Rosário recolheu e retrabalhou objetos, fragmentos e restos do mundo industrial. Sua reconstrução era precedida do recolhimento de materiais descartados, encostados, inservíveis, simplesmente encontrados no lixo ou da obtenção de linha pelo desfiar de roupas, inclusive dos uniformes dos internos da instituição psiquiátrica em que vivia, para utilizar em bordados. Limpava o mundo, reciclava-o e reedificava-o. Reconstruir era também organizar as coisas. Dessa idéia de ordenamento, decorre muito da harmonia estética de sua produção.
Foge dos suportes tradicionais, cria objetos tridimensionais, é precursor do que se chama hoje de instalação. Fez isso sem freqüentar escola de arte, ir a museus ou exposições, ler livros, aprender a pintar, a desenhar, a esculpir.
O resultado parece simples, decorativo, despretensioso, lúdico, mas é sempre minuciosamente trabalhado e a concepção é sofisticada e elaborada. Negando-se a tomar os remédios que lhe entregavam para o tratamento, ele mergulhou no delírio como opção de criação. O preconceito criado pela loucura desse artista pode tentar diminuir a dimensão de sua arte.
Múltiplos Olhares
A obra de Arthur Bispo do Rosário pode ser apreciada sob diversos pontos de vista.
Sob a perspectiva psicológica, possibilita a análise de como as imagens da loucura do artista transportaram-se para os objetos. Na perspectiva estética, é possível discutir e avaliar sua contribuição para a arte brasileira de vanguarda. Pela ótica mítica, pode-se tentar recompor o seu universo onírico e buscar traduzir sua simbologia e sua cosmovisão, de significados cristãos e profanos.
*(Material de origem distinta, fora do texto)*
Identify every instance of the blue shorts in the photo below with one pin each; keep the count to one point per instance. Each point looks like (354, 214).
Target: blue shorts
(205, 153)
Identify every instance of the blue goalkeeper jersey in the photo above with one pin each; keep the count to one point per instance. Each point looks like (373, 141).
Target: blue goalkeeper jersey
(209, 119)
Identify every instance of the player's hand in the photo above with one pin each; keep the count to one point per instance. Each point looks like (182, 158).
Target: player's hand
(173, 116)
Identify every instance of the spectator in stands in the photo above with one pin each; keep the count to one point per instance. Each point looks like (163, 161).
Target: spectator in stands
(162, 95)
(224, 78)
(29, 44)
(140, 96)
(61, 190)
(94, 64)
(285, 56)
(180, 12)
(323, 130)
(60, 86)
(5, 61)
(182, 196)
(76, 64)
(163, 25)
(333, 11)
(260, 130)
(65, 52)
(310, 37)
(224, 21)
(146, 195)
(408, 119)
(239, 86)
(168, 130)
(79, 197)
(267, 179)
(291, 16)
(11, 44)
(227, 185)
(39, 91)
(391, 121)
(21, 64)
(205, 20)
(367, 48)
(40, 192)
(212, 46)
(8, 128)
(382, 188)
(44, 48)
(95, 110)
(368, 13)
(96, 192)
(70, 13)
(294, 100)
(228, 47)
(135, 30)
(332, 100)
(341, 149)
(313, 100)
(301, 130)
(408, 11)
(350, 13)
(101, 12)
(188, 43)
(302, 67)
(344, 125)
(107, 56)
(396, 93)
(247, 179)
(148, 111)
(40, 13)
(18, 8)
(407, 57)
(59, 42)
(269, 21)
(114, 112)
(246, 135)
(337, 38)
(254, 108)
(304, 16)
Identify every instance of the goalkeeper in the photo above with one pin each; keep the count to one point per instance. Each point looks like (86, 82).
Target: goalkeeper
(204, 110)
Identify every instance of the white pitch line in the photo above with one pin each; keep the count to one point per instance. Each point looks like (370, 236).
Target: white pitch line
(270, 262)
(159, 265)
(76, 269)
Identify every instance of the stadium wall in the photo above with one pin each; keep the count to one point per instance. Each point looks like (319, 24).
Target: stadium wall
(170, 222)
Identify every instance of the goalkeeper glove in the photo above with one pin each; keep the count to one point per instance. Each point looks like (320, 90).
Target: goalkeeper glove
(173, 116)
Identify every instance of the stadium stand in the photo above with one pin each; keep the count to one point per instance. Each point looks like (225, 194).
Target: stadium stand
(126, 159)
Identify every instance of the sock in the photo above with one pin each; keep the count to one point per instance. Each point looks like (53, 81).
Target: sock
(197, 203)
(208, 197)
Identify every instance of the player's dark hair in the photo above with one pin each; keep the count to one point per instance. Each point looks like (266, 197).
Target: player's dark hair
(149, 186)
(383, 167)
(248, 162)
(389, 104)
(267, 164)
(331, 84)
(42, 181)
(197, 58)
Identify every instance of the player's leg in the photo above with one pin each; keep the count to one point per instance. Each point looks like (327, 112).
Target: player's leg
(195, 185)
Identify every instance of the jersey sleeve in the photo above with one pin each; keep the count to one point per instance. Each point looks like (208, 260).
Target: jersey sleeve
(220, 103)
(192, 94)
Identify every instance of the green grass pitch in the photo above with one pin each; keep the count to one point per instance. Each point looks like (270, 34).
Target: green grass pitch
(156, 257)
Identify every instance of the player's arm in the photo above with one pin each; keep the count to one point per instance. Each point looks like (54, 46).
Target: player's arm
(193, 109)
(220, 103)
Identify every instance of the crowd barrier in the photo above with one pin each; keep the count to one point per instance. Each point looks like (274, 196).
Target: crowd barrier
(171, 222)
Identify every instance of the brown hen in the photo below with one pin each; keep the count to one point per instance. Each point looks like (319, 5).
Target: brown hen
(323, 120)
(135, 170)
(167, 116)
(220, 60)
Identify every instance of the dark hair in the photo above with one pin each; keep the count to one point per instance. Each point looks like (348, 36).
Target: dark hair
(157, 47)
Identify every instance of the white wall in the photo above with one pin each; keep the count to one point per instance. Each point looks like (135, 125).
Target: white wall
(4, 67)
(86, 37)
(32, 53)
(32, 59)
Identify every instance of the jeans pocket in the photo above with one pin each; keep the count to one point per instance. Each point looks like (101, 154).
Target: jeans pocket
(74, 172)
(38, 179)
Há outras abordagens possíveis. O leigo, talvez, prefira apreciar as cores, composições, simetrias e os aspectos lúdicos de sua arte. No entanto, é impossível não ficar curioso e surpreendido pelo recolhimento e aproveitamento de objetos, pelo esforço colecionador e pela disposição ordenada de coisas, pela profusão e riqueza de detalhes, operados com minúcia e cuidado. Não se pode igualmente negar o seu talento, que se expressa de múltiplas formas e em variados suportes.
Após o impacto inicial das primeiras exposições, foram escritos artigos, ensaios e trabalhos científicos diversos. Bispo do Rosário virou livro, peça de teatro e vai virar filme este ano, pelas mãos do cineasta Geraldo Motta. Muito ainda terá que ser feito para revelar a grandiosidade de sua produção artística.